Server processors are failing to deliver the promised gains in performance, according to the head of technical operations at Facebook.
The social networking company is constantly trying to upgrade its infrastructure to keep up with growth in users and data, while trying to minimise power consumption to save money, said Jonathan Heiliger, vice president of technical operations.
"The biggest thing (that) surprised us is ... less-than-anticipated performance gains from new microarchitectures - so, new CPUs from guys like Intel and AMD. The performance gains they're touting in the press, we're not seeing in our applications," Heiliger said. "And we're, literally in real time right now, trying to figure out why that is."

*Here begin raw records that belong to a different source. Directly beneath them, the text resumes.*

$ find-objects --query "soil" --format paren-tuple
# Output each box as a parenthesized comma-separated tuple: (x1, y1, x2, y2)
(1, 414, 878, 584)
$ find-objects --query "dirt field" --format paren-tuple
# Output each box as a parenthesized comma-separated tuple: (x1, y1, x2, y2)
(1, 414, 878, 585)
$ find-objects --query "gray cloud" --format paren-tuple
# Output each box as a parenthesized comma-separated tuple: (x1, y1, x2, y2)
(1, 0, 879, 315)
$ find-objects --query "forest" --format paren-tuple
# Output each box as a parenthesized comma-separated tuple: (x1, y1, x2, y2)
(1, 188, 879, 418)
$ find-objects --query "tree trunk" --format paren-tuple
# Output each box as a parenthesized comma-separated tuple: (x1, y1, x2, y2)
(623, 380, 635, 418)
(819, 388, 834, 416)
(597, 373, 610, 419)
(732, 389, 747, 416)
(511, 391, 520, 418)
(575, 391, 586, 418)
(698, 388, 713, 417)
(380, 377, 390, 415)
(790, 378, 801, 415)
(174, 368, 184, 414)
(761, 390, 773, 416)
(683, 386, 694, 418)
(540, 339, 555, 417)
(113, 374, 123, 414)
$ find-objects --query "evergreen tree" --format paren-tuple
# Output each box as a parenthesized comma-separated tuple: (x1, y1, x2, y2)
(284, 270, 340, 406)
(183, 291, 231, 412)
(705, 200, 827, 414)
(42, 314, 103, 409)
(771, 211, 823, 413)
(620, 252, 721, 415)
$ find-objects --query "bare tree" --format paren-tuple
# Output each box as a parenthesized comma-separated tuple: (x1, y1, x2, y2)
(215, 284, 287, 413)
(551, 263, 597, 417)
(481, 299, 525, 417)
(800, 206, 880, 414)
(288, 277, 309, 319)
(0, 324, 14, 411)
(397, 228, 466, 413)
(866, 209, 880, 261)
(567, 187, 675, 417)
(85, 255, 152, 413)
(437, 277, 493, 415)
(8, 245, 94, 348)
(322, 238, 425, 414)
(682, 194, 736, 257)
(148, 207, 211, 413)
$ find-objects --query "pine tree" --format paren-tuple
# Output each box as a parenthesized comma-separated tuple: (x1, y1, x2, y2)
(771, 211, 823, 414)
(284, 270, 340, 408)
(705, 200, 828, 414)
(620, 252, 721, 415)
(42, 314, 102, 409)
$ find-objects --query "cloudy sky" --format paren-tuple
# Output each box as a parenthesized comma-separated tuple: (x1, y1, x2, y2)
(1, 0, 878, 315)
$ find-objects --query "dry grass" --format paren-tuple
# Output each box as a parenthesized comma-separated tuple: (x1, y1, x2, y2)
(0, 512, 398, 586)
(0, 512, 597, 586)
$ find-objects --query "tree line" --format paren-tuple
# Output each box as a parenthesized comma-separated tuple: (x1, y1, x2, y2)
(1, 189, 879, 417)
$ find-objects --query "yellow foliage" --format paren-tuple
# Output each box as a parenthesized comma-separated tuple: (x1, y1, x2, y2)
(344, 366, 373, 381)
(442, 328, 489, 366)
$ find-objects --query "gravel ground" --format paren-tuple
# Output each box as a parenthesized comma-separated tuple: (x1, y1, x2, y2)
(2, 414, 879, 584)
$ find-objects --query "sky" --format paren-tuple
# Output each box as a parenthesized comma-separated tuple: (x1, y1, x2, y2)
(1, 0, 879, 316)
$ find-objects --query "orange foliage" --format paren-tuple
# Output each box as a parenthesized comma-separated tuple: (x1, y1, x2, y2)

The hardware industry has also fallen short when it comes to delivering very power-efficient servers to carry out a limited set of functions for companies such as Facebook and Amazon, Heiliger said. He had some harsh words for server OEMs .

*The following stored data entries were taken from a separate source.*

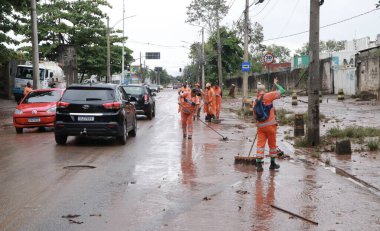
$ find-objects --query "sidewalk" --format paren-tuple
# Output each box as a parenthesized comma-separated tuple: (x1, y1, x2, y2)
(0, 98, 17, 128)
(160, 98, 380, 230)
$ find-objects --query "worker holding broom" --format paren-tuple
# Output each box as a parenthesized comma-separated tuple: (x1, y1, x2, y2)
(179, 88, 200, 139)
(253, 78, 285, 172)
(213, 81, 222, 119)
(178, 82, 191, 113)
(203, 83, 216, 122)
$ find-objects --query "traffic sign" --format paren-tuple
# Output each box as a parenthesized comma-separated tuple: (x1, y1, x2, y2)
(154, 67, 163, 72)
(241, 61, 250, 72)
(263, 52, 275, 64)
(145, 52, 160, 59)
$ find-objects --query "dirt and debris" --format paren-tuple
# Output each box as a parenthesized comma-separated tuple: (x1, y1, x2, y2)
(69, 219, 84, 224)
(62, 214, 80, 219)
(202, 196, 211, 201)
(236, 190, 250, 195)
(90, 214, 102, 217)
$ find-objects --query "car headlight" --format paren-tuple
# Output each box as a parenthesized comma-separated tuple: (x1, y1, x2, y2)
(14, 109, 23, 115)
(47, 106, 57, 113)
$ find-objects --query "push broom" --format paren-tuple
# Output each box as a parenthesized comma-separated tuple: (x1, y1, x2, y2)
(234, 132, 258, 165)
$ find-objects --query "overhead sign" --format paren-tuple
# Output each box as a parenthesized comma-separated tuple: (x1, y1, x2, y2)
(263, 52, 275, 64)
(154, 67, 163, 72)
(145, 52, 160, 59)
(241, 61, 250, 72)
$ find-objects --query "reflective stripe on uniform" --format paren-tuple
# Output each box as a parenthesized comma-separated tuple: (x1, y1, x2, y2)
(257, 119, 277, 128)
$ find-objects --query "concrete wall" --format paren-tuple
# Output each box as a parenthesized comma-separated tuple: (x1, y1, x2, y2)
(356, 46, 380, 99)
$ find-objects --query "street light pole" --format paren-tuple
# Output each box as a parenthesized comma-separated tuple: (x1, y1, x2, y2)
(201, 27, 205, 89)
(106, 17, 110, 83)
(242, 0, 249, 101)
(121, 0, 125, 84)
(31, 0, 39, 89)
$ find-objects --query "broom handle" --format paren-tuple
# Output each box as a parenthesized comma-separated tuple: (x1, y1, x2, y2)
(247, 132, 258, 157)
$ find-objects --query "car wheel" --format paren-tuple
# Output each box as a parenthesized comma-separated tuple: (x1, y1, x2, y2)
(118, 121, 127, 145)
(16, 128, 23, 134)
(128, 116, 137, 137)
(146, 107, 153, 120)
(55, 133, 67, 145)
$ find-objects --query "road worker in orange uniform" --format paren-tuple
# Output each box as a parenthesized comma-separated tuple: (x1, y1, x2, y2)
(178, 82, 191, 113)
(213, 81, 222, 119)
(23, 82, 33, 97)
(203, 83, 216, 122)
(179, 88, 200, 139)
(253, 78, 285, 172)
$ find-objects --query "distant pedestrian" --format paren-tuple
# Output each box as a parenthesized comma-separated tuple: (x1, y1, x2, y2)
(253, 78, 285, 172)
(23, 82, 33, 97)
(213, 81, 222, 119)
(179, 88, 200, 139)
(194, 83, 203, 120)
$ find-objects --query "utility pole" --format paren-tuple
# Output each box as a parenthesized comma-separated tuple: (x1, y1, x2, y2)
(307, 0, 321, 146)
(242, 0, 249, 101)
(201, 27, 205, 89)
(121, 0, 125, 84)
(31, 0, 39, 89)
(106, 17, 110, 83)
(216, 0, 223, 87)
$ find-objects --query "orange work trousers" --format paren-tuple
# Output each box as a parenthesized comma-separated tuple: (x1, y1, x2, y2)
(256, 124, 278, 159)
(215, 96, 221, 119)
(181, 111, 194, 136)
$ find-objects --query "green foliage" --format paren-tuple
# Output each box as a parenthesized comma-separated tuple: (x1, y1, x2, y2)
(186, 0, 229, 34)
(266, 44, 291, 63)
(326, 126, 380, 139)
(294, 137, 309, 147)
(15, 0, 133, 78)
(205, 27, 243, 80)
(295, 40, 346, 56)
(367, 139, 379, 151)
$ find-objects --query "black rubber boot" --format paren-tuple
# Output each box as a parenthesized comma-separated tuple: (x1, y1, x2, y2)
(256, 161, 263, 172)
(269, 161, 280, 170)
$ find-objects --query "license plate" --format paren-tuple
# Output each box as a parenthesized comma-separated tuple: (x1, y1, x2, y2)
(28, 117, 40, 123)
(78, 116, 94, 122)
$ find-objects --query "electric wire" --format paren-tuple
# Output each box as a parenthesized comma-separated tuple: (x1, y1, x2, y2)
(263, 8, 380, 42)
(277, 0, 300, 38)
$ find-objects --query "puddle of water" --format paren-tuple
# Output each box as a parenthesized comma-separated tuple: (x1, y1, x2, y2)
(63, 165, 96, 170)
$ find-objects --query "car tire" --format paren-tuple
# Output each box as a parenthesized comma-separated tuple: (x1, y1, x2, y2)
(16, 128, 23, 134)
(118, 121, 127, 145)
(146, 107, 153, 120)
(152, 105, 156, 117)
(55, 133, 67, 145)
(128, 116, 137, 137)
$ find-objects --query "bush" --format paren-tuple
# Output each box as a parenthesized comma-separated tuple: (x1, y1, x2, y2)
(327, 126, 380, 139)
(367, 139, 380, 151)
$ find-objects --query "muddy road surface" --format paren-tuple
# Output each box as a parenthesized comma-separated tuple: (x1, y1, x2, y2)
(0, 90, 379, 231)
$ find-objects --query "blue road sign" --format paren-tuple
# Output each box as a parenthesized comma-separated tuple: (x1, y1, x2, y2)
(242, 61, 250, 72)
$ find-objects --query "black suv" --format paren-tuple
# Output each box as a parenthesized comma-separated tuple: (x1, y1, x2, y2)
(54, 83, 137, 145)
(122, 84, 156, 120)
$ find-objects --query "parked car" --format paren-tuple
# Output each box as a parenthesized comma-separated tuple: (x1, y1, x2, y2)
(54, 83, 137, 145)
(148, 84, 159, 93)
(122, 84, 156, 120)
(13, 88, 65, 133)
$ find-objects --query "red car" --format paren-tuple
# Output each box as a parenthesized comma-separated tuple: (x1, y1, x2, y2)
(13, 88, 65, 133)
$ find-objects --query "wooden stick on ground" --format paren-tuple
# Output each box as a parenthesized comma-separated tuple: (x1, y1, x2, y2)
(270, 204, 318, 226)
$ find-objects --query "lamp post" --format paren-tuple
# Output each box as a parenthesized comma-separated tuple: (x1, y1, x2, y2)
(106, 14, 136, 83)
(186, 24, 206, 89)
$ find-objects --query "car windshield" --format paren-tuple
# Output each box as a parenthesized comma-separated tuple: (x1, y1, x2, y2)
(23, 90, 62, 103)
(123, 86, 144, 95)
(149, 85, 158, 89)
(61, 89, 115, 101)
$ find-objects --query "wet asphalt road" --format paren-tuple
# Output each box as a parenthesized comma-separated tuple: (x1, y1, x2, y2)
(0, 89, 379, 231)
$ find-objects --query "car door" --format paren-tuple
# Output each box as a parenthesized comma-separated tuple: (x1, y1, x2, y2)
(119, 87, 133, 130)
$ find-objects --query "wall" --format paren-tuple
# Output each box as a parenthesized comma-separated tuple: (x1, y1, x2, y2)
(356, 46, 380, 99)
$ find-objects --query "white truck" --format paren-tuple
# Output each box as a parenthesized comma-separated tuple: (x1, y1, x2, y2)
(12, 61, 66, 102)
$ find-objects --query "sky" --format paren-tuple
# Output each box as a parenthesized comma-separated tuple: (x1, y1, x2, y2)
(103, 0, 380, 76)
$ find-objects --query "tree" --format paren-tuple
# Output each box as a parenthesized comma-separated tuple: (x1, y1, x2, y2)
(205, 26, 243, 81)
(186, 0, 229, 34)
(266, 44, 291, 63)
(296, 40, 346, 55)
(0, 0, 29, 63)
(17, 0, 133, 78)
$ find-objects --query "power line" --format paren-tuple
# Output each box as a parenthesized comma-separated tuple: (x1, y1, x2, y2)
(277, 0, 300, 37)
(127, 39, 186, 48)
(250, 0, 271, 17)
(263, 8, 380, 42)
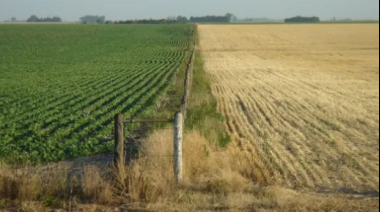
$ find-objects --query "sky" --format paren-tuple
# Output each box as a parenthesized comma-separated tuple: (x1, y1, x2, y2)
(0, 0, 379, 22)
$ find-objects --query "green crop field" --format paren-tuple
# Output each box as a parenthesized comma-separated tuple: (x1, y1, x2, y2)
(0, 24, 192, 163)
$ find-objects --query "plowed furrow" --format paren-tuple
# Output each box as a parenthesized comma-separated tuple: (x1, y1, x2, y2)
(199, 24, 380, 193)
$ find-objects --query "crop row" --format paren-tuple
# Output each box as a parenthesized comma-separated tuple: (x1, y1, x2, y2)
(0, 24, 192, 163)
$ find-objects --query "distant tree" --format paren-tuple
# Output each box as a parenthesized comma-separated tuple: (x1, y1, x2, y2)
(225, 13, 235, 22)
(189, 14, 232, 23)
(167, 16, 176, 21)
(55, 16, 62, 22)
(285, 16, 320, 23)
(176, 16, 188, 23)
(27, 15, 39, 22)
(11, 17, 17, 22)
(80, 15, 105, 23)
(48, 16, 62, 22)
(230, 14, 238, 22)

"You guys don't get it," Heiliger said. "To build servers for companies like Facebook, and Amazon, and other people who are operating fairly homogeneous applications, the servers have to be cheap, and they have to be super power-efficient." That means more than just an efficient power supply, but a whole system down to the processor, he said. Google has done a great job designing and building its own servers for this kind of use, Heiliger added.
Facebook is still working with server makers on this and doesn't know why they continue to fail, Heiliger said. He hopes to see co-operation among organizations deploying large computing clusters to develop a set of common standards that vendors can design for.

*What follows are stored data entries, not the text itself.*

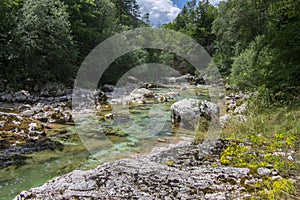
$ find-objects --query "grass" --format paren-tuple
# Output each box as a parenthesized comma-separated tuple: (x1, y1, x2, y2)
(220, 99, 299, 199)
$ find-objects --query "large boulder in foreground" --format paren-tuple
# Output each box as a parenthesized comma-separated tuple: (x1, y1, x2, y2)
(171, 99, 220, 131)
(15, 140, 252, 200)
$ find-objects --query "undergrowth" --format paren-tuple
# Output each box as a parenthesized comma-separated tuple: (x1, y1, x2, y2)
(220, 99, 299, 199)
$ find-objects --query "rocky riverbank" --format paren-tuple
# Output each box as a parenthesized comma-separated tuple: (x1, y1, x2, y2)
(1, 75, 262, 199)
(16, 139, 257, 200)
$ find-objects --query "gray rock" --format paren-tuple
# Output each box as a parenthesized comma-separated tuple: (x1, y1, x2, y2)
(257, 167, 271, 176)
(219, 114, 232, 128)
(14, 90, 29, 102)
(18, 104, 32, 112)
(129, 88, 154, 101)
(94, 90, 107, 103)
(171, 99, 220, 131)
(272, 175, 282, 181)
(234, 103, 248, 114)
(127, 76, 142, 84)
(165, 74, 191, 83)
(287, 155, 293, 160)
(58, 95, 69, 102)
(171, 98, 200, 129)
(102, 84, 114, 92)
(40, 83, 67, 97)
(199, 100, 220, 121)
(21, 110, 35, 117)
(225, 96, 231, 101)
(15, 140, 251, 200)
(1, 93, 13, 102)
(47, 97, 54, 102)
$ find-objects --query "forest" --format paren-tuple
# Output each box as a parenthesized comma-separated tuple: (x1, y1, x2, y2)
(0, 0, 299, 103)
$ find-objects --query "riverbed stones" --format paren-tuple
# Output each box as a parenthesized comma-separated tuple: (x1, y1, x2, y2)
(40, 82, 68, 97)
(15, 90, 30, 102)
(234, 102, 248, 114)
(21, 109, 35, 117)
(15, 139, 253, 200)
(0, 93, 13, 102)
(0, 112, 63, 167)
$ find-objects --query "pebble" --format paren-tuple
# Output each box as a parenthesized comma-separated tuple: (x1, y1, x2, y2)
(287, 155, 293, 160)
(21, 109, 35, 117)
(272, 175, 282, 181)
(257, 167, 271, 176)
(105, 113, 113, 119)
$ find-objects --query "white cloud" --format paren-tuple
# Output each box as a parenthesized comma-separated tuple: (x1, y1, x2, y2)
(136, 0, 223, 26)
(136, 0, 181, 26)
(209, 0, 222, 6)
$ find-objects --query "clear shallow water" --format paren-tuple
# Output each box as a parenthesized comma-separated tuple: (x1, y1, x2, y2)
(0, 85, 211, 200)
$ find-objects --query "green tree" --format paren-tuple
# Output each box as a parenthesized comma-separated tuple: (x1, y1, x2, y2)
(263, 0, 300, 98)
(228, 0, 300, 101)
(164, 0, 217, 53)
(14, 0, 77, 84)
(212, 0, 264, 75)
(0, 0, 20, 83)
(112, 0, 141, 28)
(63, 0, 117, 61)
(229, 36, 270, 91)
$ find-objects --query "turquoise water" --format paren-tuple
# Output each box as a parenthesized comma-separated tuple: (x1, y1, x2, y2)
(0, 85, 210, 200)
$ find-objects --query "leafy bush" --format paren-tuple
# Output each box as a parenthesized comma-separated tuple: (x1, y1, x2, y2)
(13, 0, 77, 84)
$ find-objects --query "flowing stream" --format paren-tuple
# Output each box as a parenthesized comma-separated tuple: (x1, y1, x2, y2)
(0, 84, 211, 200)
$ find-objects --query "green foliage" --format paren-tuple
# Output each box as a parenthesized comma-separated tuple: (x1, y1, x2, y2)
(229, 35, 273, 92)
(212, 0, 265, 74)
(214, 0, 300, 102)
(100, 49, 149, 85)
(13, 0, 77, 84)
(0, 0, 148, 89)
(112, 0, 142, 28)
(0, 0, 20, 82)
(221, 102, 300, 198)
(254, 178, 297, 200)
(220, 142, 270, 172)
(165, 160, 175, 166)
(0, 0, 298, 102)
(163, 0, 217, 54)
(64, 0, 117, 60)
(263, 1, 300, 100)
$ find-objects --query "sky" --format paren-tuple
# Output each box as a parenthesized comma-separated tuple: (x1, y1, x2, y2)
(136, 0, 221, 26)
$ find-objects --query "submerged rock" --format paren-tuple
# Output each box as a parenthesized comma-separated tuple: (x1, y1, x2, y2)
(129, 88, 154, 101)
(15, 140, 252, 200)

Heiliger had one piece of advice for anyone building an infrastructure to handle large-scale Internet-based services.
"There's a pretty simple answer for scaling infrastructure. It's, 'Don't be cheap,'" Heiliger said. He added that Facebook drove hard bargains with its hardware and software infrastructure suppliers, and is careful not to overbuy.
The best way to scale up a system is to look at application, software and hardware infrastructure, pick one to focus on, and add to that first. Facebook focused on application infrastructure and upgrades the other two to keep up with that, he said.
Testing is another key to the operational success of Facebook, which has more than 200 million users and frequently introduces new features. Heiliger said the launch of Facebook's personalised usernames earlier this month went smoothly, despite an explosive response when it first went live, because of extensive testing of the new feature.
It took about two months to roll out the new feature, from concept to availability, he said. When the personalised usernames became available, users claimed 1 million names in the first hour without slowing down the service as a whole, he said.